Originally described by Leber in 1869, Leber's congenital amaurosis has the earliest onset of all inherited retinal dystrophies causing congenital blindness; it is also the most severe form.^3,4,5 Infants with Leber's congenital amaurosis have profound visual impairment or blindness at birth. However, the visual impairment is usually recognized only later when parents note the infant's inability to track objects or light. Severe visual impairment persists throughout childhood, resulting in an inability to read or ambulate independently, and finally in total blindness by the third or fourth decade of life. Other findings include nystagmus (roaming eye movements), abnormal pupillary responses, and flat or nearly undetectable signals on electroretinography (ERG). The appearance of the retina is normal early on but progresses to a pigmentary retinopathy over time. There is no treatment for Leber's congenital amaurosis.

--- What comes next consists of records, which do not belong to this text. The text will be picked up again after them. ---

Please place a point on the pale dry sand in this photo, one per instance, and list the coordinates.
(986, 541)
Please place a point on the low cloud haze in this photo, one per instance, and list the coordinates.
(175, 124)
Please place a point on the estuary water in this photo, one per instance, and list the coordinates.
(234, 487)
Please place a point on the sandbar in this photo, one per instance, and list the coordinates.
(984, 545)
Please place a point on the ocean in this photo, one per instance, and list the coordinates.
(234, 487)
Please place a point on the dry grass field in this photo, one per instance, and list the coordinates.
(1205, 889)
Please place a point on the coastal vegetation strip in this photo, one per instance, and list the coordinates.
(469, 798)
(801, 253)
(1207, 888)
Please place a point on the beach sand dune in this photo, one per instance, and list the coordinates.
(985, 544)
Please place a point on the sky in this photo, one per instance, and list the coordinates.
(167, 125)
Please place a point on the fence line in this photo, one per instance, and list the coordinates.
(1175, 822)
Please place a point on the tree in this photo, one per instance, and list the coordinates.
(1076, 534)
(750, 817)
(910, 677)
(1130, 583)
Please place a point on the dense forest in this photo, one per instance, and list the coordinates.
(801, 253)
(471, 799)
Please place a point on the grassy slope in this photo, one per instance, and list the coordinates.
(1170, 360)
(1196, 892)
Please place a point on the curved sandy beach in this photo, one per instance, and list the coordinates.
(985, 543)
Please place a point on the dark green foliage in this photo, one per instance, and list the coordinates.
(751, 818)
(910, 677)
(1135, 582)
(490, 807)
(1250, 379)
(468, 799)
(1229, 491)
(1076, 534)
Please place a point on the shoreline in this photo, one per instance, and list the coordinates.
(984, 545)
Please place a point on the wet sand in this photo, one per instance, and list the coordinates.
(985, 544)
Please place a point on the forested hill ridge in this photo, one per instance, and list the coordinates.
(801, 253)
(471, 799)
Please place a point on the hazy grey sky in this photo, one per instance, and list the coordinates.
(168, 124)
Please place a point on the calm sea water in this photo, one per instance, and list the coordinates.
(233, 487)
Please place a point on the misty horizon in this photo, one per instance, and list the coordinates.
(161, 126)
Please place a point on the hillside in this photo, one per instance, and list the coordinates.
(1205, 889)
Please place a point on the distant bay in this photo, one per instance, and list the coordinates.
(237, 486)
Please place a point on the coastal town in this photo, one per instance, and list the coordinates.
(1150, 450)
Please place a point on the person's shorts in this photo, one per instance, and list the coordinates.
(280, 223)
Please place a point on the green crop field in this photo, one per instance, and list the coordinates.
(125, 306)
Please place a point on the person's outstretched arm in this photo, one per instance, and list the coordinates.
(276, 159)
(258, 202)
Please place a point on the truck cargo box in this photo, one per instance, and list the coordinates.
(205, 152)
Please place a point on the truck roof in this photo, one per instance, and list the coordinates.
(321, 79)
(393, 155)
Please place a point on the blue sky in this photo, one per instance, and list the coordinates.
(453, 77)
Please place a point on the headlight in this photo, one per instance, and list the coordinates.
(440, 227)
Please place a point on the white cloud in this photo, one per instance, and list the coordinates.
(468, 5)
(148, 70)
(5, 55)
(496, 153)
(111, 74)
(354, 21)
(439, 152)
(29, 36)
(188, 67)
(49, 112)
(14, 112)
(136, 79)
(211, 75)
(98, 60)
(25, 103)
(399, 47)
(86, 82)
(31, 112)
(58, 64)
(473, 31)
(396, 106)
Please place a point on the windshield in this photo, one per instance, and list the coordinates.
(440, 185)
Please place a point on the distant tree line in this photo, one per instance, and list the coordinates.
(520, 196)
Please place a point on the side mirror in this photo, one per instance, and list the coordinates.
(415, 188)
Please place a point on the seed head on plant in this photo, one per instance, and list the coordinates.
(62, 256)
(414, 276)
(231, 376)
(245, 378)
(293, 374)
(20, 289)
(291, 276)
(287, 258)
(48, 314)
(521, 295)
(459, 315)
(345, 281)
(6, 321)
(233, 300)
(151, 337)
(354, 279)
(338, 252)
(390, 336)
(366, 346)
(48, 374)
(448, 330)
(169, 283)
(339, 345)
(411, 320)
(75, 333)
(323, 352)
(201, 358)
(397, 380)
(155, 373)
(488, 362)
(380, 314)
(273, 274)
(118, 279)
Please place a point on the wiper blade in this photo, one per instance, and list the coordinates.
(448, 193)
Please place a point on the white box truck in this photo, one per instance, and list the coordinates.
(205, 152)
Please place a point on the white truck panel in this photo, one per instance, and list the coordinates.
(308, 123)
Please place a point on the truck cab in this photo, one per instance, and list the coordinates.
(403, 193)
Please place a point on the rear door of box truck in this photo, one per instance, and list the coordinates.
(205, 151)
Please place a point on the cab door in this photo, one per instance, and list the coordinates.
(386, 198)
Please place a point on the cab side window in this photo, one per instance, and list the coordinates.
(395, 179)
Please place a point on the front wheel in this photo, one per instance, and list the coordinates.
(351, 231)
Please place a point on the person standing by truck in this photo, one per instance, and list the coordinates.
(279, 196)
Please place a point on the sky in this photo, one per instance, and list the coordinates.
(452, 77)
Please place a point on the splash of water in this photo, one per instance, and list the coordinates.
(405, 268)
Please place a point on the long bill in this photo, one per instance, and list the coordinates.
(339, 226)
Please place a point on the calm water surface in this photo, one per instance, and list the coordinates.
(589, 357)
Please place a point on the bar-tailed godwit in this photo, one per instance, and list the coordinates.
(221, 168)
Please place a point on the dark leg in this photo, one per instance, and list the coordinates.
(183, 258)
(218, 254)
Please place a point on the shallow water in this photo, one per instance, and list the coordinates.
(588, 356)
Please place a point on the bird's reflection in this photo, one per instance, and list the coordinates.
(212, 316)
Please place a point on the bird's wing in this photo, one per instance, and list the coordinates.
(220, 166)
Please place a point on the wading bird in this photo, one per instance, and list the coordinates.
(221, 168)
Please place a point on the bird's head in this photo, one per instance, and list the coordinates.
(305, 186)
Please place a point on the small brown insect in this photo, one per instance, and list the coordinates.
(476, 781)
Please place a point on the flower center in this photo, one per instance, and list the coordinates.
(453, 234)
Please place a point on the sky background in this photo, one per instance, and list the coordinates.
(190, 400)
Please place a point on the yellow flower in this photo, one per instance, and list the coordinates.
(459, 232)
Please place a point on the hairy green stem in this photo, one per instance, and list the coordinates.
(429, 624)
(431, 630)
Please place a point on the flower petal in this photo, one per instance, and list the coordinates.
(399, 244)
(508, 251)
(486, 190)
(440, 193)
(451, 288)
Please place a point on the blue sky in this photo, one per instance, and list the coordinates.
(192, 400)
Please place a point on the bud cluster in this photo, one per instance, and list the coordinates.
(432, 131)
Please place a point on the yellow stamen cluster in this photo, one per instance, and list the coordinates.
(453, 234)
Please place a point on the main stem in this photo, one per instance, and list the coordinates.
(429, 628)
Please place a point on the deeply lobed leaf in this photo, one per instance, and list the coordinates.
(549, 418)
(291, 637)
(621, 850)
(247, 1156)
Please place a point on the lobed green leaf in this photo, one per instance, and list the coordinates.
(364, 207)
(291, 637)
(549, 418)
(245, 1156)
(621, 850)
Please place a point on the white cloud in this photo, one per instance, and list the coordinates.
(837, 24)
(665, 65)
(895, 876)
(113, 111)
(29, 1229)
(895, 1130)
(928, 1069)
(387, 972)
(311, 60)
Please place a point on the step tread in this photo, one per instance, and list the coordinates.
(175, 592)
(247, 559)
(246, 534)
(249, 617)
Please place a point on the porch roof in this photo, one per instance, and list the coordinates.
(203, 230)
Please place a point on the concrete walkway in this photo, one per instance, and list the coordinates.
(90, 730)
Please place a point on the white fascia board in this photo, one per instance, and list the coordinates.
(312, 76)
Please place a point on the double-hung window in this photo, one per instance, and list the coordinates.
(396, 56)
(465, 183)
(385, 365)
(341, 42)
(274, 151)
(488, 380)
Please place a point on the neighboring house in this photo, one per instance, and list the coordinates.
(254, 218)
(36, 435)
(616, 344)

Most cases of Leber's congenital amaurosis are inherited in an autosomal recessive fashion, and disease-associated mutations have been found in seven genes expressed preferentially in the photoreceptor or retinal pigment epithelial (RPE) cell.⁴ Mutations in RPE65 account for approximately 6% of cases.^4,6 RPE65 encodes an enzyme in the RPE that catalyzes the conversion of all-trans-retinyl esters to 11-cis-retinal. The latter is the precursor of rhodopsin, which is required for phototransduction and vision. The biochemical defect that is associated with the RPE65 mutation leads to immediate, severe vision impairment with subsequent degeneration of the rods and cones.

Animal models of Leber's congenital amaurosis exist, including a strain of Briard dogs with a spontaneous defect in RPE65. Proof-of-principle experiments restored visual function in dogs treated with subretinal adeno-associated virus (AAV) carrying RPE65 complementary DNA.⁷ Visual function has remained stable for almost 8 years after a single treatment.

Both Bainbridge et al. and Maguire et al. used recombinant AAV in their clinical trials. AAV was selected because it is noninfectious. However, it can elicit an immune response, since most people have been exposed to AAV and may carry antibodies. Both groups therefore administered perioperative local and systemic corticosteroids and observed no significant inflammation in treated patients. Although both groups delivered DNA coding for human RPE65, Bainbridge et al. used a tissue-specific promoter to limit expression to RPE and excluded patients with null mutations to minimize the possibility of an immune response to the transgene product. Maguire et al. did not use a tissue-specific promoter, having demonstrated effective transgene expression in RPE after subretinal injection in animal studies, as well as some expression in optic nerve, chiasm, and brain.^7,8 Maguire et al. did not exclude patients with null mutations, although the reported patients all had missense mutations. Maguire et al. used surfactant to reduce adsorption of viral particles to the contact surfaces of delivery devices and processed the vector to remove empty capsid (which reduced empty capsid from >80% to <2%) in order to increase the potency and minimize immunogenicity to capsid proteins. They injected a vector volume of 0.15 ml, and Bainbridge et al. injected approximately 1 ml; the difference in volume is probably related to the more rapid resolution of the localized retinal detachment observed by Maguire et al. (14 hours vs. 2 to 3 days).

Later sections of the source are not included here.